Cape Town Congregational ChurchThe Cape Town Congregational Church started as a Church for the members of the 93rd Regiment of the Sutherland Highlanders.

With the arrival of James Read in 1800 a Calvinistic Society was formed with members pledging to help each other in Christian Life. With the arrival then of Rev. George Thom in 1813 members of the Fellowship on 6 May 1813 gave each other the hand of Christian fellowship, which constituted themselves into a church and the Rev Thom, conducted the first Free Church service ever held on South African soil. Out of 90 communicants, 63 were members of the 93rd Regiment of the Sutherland Highlanders. The following year this regiment was transferred to India leaving the membership of the church with 27 members.

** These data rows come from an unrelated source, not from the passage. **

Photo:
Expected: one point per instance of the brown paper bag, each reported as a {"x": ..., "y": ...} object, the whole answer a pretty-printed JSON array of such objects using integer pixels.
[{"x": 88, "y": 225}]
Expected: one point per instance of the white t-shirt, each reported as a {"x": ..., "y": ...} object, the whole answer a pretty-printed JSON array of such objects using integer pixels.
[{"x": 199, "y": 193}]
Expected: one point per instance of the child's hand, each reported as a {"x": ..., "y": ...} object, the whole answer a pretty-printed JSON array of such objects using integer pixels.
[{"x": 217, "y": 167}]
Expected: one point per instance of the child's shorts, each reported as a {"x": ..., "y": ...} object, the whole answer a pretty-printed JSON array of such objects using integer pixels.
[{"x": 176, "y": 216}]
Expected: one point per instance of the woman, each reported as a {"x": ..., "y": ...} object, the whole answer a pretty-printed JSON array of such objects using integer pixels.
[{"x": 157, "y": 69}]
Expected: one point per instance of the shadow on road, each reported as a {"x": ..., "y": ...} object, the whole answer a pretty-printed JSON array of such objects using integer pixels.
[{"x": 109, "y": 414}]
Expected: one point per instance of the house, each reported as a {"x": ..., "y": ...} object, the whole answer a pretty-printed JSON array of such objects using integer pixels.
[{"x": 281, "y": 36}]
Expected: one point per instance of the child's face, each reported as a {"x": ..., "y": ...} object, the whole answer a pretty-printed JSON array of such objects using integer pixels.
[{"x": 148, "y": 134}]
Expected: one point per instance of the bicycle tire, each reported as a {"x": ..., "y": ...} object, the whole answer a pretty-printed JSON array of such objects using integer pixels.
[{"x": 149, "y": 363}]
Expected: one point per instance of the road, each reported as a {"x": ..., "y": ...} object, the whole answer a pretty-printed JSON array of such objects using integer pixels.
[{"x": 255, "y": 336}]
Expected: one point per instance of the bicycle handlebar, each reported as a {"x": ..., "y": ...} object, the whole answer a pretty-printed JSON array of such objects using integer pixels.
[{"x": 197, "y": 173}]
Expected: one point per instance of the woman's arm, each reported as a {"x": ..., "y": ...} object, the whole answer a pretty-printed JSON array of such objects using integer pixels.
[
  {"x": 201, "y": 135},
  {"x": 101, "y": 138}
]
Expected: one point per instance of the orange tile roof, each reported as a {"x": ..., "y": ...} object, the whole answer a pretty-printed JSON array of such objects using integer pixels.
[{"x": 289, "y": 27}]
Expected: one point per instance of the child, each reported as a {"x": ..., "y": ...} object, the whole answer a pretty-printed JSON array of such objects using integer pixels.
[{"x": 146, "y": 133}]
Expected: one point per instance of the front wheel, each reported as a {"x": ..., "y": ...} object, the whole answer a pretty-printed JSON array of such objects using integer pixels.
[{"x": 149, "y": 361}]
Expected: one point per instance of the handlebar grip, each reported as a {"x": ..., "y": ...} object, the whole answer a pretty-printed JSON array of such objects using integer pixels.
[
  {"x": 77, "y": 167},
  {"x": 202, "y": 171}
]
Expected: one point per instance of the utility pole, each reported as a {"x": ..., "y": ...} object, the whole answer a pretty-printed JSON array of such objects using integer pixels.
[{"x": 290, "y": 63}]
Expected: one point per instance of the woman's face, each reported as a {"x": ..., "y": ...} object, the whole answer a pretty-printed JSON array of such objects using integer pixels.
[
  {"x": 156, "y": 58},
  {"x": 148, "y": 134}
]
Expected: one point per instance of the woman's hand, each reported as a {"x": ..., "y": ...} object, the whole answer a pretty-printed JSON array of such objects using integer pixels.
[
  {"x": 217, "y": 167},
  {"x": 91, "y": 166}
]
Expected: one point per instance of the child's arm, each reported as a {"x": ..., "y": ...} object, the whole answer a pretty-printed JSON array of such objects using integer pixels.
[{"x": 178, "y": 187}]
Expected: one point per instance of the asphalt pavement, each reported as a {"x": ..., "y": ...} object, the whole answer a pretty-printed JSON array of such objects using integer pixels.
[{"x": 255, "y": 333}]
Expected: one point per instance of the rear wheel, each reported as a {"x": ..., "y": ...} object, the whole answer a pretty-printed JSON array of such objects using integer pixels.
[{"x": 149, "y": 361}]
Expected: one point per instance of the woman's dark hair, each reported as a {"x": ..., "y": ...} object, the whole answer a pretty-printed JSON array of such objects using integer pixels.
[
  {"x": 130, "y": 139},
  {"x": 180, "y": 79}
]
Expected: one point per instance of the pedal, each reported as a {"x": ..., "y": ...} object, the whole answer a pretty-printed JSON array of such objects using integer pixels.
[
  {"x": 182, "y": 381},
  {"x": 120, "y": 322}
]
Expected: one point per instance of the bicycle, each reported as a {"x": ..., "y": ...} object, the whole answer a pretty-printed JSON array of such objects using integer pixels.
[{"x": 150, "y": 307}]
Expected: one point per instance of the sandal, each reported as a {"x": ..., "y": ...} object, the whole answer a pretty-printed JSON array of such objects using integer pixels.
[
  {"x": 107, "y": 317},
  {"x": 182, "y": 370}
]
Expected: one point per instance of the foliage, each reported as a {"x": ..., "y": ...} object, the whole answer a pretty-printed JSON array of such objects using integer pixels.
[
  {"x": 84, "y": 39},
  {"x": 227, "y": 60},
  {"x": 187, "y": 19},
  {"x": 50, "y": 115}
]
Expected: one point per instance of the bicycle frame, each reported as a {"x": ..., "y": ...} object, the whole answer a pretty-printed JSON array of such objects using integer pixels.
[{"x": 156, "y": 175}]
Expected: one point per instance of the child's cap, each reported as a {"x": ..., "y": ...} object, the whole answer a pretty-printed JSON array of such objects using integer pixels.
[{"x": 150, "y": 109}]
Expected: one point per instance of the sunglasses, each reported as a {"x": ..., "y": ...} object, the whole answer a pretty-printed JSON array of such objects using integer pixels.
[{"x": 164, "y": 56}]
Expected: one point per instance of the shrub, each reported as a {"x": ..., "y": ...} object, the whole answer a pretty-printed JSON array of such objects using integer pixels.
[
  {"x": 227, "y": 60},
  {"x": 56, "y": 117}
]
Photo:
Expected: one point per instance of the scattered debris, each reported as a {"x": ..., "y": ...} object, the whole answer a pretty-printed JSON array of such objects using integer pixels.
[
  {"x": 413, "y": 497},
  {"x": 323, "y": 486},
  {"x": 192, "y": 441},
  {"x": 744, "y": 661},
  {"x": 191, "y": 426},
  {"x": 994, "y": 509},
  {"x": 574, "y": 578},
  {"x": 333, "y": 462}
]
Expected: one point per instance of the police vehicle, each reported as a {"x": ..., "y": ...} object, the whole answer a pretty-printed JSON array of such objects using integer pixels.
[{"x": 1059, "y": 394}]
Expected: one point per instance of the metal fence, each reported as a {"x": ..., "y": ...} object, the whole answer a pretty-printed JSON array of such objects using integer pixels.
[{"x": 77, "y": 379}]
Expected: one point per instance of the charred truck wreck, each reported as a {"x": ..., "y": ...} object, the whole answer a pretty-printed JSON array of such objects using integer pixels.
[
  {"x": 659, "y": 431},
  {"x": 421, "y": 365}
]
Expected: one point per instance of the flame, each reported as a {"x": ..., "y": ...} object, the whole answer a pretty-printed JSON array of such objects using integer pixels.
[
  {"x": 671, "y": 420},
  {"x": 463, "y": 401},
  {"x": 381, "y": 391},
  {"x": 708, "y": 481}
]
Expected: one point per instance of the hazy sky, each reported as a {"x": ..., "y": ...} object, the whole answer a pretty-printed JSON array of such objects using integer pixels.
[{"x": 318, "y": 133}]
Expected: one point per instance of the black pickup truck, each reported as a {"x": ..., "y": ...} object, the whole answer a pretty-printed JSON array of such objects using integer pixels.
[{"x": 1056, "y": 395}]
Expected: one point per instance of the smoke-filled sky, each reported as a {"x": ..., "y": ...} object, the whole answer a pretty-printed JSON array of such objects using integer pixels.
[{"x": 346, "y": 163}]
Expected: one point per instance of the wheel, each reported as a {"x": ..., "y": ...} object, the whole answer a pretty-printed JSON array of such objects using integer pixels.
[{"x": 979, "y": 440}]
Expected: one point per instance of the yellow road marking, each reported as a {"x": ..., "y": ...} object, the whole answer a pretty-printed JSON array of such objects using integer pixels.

On 3 April 1820 Dr. John Philip arrived in the Cape and was formally invited to the Pastorate of this Church. He accepted the offer however with the stipulation that the church should be governed by a Church Meeting – the start of the First Definite Congregational Church in South Africa came into being. They met in the Orphan Chambers in Parliament Street and moved later to a building in Church Square which later became the Cape Town Club, and was known as the Union Chapel. Later a Church was built in Caledon Square which became the headquarters of the Congregational Church in Cape Town.

This church however had a small membership. The group that met in Church Square had to vacate the premises and the Rev Pitt started the Trinity Congregational Church, quite independently from the one in Caledon Square, in the St. Martini’s School room in Queen Victoria Street. The use of this building was kindly granted at a nominal rental by the German Evangelical Lutheran Church in Long Street.

The first service to be held in this room by the Rev Pitt was on Sunday 11 April 1896 and three adults and 5 children were present. It was decided to buy as site for a church in the area known as Tamboerskloof. Part of the Saasveld Historical Gardens was obtained and the new Trinity Church, Kloof Street was opened on the 13 February 1898.

A Management board was also formed. On 30 January 1907 the Trinity Church, Kloof Street and the Congregational Church Caledon Square united and the Union Church in Kloof Street were formed. Early in 1916 , Rev Pitt and his Church Council started looking for a larger site for the Church. In 1919 Rev Pitt’s health became poorly and a young man was appointed to assist his as the members did not want him to retire. He died in July 1919 and was succeeded by the Rev. Penalligon. In 1920 the present site was bought and a church built was officially opened by Princess Alice Countess of Athlone in April 1925. In 1917 Rev Bowen also became the minister but died in 1928.

The Stephenson Hall was added in 1935, in 1964 Louis Bosman Hall and in 1968 the Chapel.

Many ministers of the church occupy a notable place in South African History, including Dr. John Philip, Rev James Cameron, Rev T.D. Philip and the Rev John Mullineux.

But perhaps one of the most prolific people was the famed explorer Dr. Livingstone would preach at the desk which is now the communion table inside our church. Talking of Dr Livingstone, many years ago I was doing some research at the church and lady secretary told me that the desk inside the church apparently had Livingstone’s signature on it, but from all the polishing over the years this magnificent piece of furniture had sadly had his name rubbed off. I ask the lady if I could have a look at the desk as I might be able to find the signature – she was baffled but said “yes go ahead”. A silversmith taught me this trick many years ago and said if you breath lightly on silver or wood you will see any indents or engraving appear. After a few minutes of huffing and puffing along the edges of the desk, low and behold, the Livingstone’s signature appeared. I am not sure who was more shocked, her or me.

One of the other prominent members of the church was actually invited to serve as Prime Minister; the man was Saul Solomon founder of the Cape Argus.

The organ was bought from St. Mary’s in Woodstock, and completely renovated after the last war in memory of Messrs Ernest Hammond, Jack Van Niekerk, Duncan Bowen, Neville Bellamy and Jack Mills who paid the supreme sacrifice during the 2nd World War.

If you look near the entrance to the Graafs Trust Building, you will see a circular blue plaque reading “Site of Union Chapel. First Congregational Church in South Africa 1921”

The following churches were also then established: Claremont Congregational Church 1840, Sea Point 1893, Observatory 1894 and Rondebosch 1903.

The church records for the Trinity Church which go back to 1821 are now housed in the Kloof Street Church. The Sea Point Church records are also available at the church as well.